Luckily, resorts control ice better than ever. The Northeast's resilient blue induced Hunter Mountain engineers to devise "flex tillers. Whereas groomers with single straight tillers scrape to the nub, a multiple-part tiller is flexible enough to react to terrain changes, resulting in a more uniform, softer surface. Armadas of such Pisten Bully groomers—Mammoth alone has 40—assault ski-area ice and churn it into corduroy. Plus, the raw material is less ice-prone because today's snowmaking guns shoot a drier plume, thanks to improvements both chemical and mechanical.
But ice is never truly eradicated, and never will be. Actually, the sport could not exist without crystallized water, because snowflakes are technically miniature bits of ice, formed in clouds when water vapor (a gas) condenses directly into treelike stellar dendrites or flattened sectored plates. Once the crystals fall to Earth, skiers make them still icier, either accidentally (by crowding onto a groomer till it's scraped clean) or purposefully (by irrigating the Hahnenkamm downhill in the name of homicidal speed). Unable to escape ice, we attempt to minimize its harm. We sharpen our edges. We believe the instructor who promises "great results from making "small, soft, and very deliberate movements. And the realist who says, "You'll have to be content with pivoting your skis around in a controlled skid. And the "never, ever put any weight on your inside ski guy. And the "put all your weight on your inside ski guy. And basically anyone with an opinion on how to avoid human-hockey-puck syndrome.
Ice just sucks. And sometimes, when forming a glacial crevasse, it swallows. In the final analysis, the best tactic for slick, shiny slopes is to avoid the bastards entirely.
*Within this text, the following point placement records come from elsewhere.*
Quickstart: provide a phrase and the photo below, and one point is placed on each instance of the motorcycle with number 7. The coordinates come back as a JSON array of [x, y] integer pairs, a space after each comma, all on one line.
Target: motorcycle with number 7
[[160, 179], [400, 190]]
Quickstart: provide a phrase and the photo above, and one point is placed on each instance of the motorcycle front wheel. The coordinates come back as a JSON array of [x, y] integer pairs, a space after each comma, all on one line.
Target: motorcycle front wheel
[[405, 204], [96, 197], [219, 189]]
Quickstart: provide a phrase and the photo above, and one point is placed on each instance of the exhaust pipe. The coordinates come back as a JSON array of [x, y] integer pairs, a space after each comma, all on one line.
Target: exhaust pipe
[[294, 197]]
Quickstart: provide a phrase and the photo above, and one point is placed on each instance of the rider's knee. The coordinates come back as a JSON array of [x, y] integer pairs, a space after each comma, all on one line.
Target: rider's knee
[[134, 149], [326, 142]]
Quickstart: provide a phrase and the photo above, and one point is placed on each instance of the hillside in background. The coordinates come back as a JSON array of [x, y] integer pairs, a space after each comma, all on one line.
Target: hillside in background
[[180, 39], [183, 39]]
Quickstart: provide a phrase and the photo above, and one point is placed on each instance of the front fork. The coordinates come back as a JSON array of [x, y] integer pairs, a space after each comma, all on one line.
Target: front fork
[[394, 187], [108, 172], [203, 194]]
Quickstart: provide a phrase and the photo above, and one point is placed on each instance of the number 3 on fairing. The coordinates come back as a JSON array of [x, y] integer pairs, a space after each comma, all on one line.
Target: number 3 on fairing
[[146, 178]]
Me, I'm holding out for corn, a kindly surface that turns intermediates into experts and experts into gods. Corn is spring's greatest gift to skiers (narrowly beating out the bikini slalom). Savor it. Surf it till it splashes. But don't be fooled into believing promises a snowpack can't keep. It's hard to depend on corn once you know where it's coming from, and where it's headed.